Blippy Explains How Users’ Credit Card Numbers Ended Up in Google


This morning we learned that some users of purchase sharing site Blippy had their credit card numbers exposed in Google search results. The company is now out with their official statement on the matter in an attempt to assure users that “it’s a lot less bad than it looks.”
The statement also details that just four credit card numbers were exposed as the result of “an isolated incident from many months ago in our beta test” and that current users have not been affected.

Here’s how Blippy describes the chain of events that led to the appearance of credit card numbers in search results:
  • Say you buy lunch at Quiznos.

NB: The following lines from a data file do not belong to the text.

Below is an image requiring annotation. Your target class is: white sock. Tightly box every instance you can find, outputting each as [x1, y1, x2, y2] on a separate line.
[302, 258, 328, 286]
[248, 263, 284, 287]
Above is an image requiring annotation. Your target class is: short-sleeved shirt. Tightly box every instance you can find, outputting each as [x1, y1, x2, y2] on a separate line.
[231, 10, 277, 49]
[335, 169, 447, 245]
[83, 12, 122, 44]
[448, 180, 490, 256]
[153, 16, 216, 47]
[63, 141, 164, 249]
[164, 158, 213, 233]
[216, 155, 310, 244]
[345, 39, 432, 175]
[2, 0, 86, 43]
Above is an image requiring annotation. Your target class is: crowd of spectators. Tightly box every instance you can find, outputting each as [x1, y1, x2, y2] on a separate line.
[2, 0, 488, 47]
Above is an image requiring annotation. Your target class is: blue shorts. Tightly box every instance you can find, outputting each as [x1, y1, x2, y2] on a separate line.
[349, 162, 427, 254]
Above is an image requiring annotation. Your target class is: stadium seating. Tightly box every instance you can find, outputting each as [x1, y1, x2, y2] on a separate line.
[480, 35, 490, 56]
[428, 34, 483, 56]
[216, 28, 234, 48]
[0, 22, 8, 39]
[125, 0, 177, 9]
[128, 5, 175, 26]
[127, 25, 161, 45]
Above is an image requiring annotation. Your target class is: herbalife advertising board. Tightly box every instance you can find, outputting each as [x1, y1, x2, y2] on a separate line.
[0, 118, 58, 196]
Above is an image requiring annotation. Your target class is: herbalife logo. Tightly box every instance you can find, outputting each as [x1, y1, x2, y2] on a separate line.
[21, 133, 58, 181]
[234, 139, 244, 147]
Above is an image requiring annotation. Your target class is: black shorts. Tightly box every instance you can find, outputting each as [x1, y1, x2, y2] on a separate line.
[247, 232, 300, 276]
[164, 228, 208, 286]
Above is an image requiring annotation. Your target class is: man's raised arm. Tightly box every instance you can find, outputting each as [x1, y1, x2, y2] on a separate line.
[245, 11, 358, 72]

Your credit card statement shows a complex entry like “Quiznos Inc Store #1234 San Francisco.” But Blippy cleans this up to only show ‘Quiznos.’ We refer to these as the “raw data” vs the “cleaned up data.”

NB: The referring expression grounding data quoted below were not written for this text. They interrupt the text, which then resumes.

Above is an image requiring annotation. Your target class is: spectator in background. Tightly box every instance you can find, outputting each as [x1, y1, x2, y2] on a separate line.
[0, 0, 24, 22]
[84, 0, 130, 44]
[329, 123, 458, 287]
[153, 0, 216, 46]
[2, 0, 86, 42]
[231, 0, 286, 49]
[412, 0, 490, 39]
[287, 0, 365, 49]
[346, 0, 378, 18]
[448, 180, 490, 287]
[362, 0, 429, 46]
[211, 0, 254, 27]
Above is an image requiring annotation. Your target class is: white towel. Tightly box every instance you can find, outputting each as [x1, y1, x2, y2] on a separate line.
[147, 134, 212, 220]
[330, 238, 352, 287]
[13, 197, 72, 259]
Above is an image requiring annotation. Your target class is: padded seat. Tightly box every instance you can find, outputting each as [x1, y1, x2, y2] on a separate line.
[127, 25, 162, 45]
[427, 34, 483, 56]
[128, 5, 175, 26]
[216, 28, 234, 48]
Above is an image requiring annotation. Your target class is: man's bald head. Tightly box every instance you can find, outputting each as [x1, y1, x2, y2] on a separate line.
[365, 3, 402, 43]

  • Raw data is typically harmless. But it turns out that some credit cards (four out of thousands in this case) show the credit card number in the raw data. For example, “Quiznos Inc Store #1234 from card 4444….”
  • Many months ago when we were first building Blippy, some raw (not cleaned up, but typically harmless) data could be viewed in the HTML source of a Blippy web page. The average user would see nothing, but a determined person could see “raw” line items. Still, this was mostly harmless — stuff like store numbers and such. And it was all removed and fixed quickly.
  • Enter Google’s cache. Turns out Google indexed some of this HTML, even though it wasn’t visible on the Blippy website. And exposed four credit card numbers (but a scary 196 search results).
  • We’re working with Google now to remove Blippy from their cache, and they inform us it will be completed within a couple of hours.
Blippy also promises to take additional measures to up their third-party security checks and to be more careful in the future.